Ji G, Beavis R C, Novick R P
Molecular Pathogenesis Program, Skirball Institute of Biomolecular Medicine, New York University Medical Center, New York 10016, USA.
Proc Natl Acad Sci U S A. 1995 Dec 19;92(26):12055-9. doi: 10.1073/pnas.92.26.12055.

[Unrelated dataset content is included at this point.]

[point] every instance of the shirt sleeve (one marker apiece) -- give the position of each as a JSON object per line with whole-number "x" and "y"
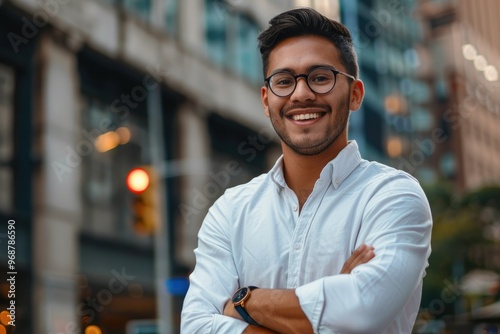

Some bacterial pathogens elaborate and secrete virulence factors in response to environmental signals, others in response to a specific host product, and still others in response to no discernible cue. In this study, we have demonstrated that the synthesis of Staphylococcus aureus virulence factors is controlled by a density-sensing system that utilizes an octapeptide produced by the organism itself. The octapeptide activates expression of the agr locus, a global regulator of the virulence response. This response involves the reciprocal regulation of genes encoding surface proteins and those encoding secreted virulence factors. As cells enter the postexponential phase, surface protein genes are repressed by agr and secretory protein genes are subsequently activated. The intracellular agr effector is a regulatory RNA, RNAIII, whose transcription is activated by an agr-encoded signal transduction system for which the octapeptide is the ligand.
一些细菌病原体根据环境信号合成并分泌毒力因子,另一些则对特定的宿主产物作出反应,还有一些对无法识别的信号作出反应。在本研究中,我们证明了金黄色葡萄球菌毒力因子的合成受一种密度感应系统控制,该系统利用细菌自身产生的八肽。这种八肽可激活agr位点的表达,agr位点是毒力反应的全局调节因子。这种反应涉及编码表面蛋白的基因与编码分泌型毒力因子的基因之间的相互调节。当细胞进入指数后期时,表面蛋白基因被agr抑制,随后分泌蛋白基因被激活。细胞内的agr效应物是一种调节性RNA,即RNAIII,其转录由agr编码的信号转导系统激活,八肽是该信号转导系统的配体。